Un scandale sanitaire secoue l’hôpital Mame Abdou Aziz Sy Dabakh de Tivaouane. Une affaire de trafic de médicaments hautement contrôlés, impliquant un agent de sécurité et un marchand ambulant, a conduit à deux arrestations, révèle Libération
Tout commence le mercredi 10 juin, au poste de police de Nguinth, à Thiès. Le président des pharmaciens privés de la ville, également propriétaire de la « Pharmacie Rond-Point Nguinth », donne l’alerte : un client au comportement suspect tente d’acheter de l’Alpraz 1 mg sur ordonnance, alors qu’il s’était déjà présenté la veille pour le même produit. Problème : ce médicament, une benzodiazépine aux effets anxiolytiques puissants, est soumis à une réglementation stricte.
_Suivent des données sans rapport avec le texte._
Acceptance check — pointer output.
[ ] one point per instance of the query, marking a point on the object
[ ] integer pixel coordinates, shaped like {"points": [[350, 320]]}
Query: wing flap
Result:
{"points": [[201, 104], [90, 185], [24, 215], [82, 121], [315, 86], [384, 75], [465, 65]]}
L’homme, identifié comme El H. S. Cissé, marchand ambulant, tente d’abord de justifier son achat par des « troubles du sommeil ». Mais lors de son interpellation, les policiers découvrent sur lui sept fausses ordonnances portant le cachet du docteur Mamadou Ka, une plaquette de 14 comprimés d’Alpraz, une boîte de 11 comprimés de Lexomil 6 mg, et surtout la somme de 740 000 F CFA. L’exploitation de son téléphone révèle dix autres photos d’ordonnances similaires.
Sous la pression des enquêteurs, Cissé dénonce son complice : un agent de sécurité de l’hôpital, surnommé « Capitaine », identifié comme M. N. Ndiaye. Sur instruction du procureur de Thiès, une opération est menée à l’hôpital de Tivaouane. Le vigile avoue tout et détaille le stratagème : il a récupéré un cachet du docteur Ka dans l’enceinte de l’hôpital, dérobé des ordonnances vierges dans le bureau des médecins, puis rédigé de fausses prescriptions de psychotropes, revendues ensuite à son complice.
Une perquisition à son domicile permet de saisir le tampon nominatif du médecin – dont l’orthographe approximative trahit le faux. Les deux hommes ont été placés en garde à vue pour association de malfaiteurs, faux et usage de faux, vol, exercice illégal de la médecine, et infractions à la législation sur les stupéfiants. L’enquête se poursuit pour identifier d’éventuels autres complices.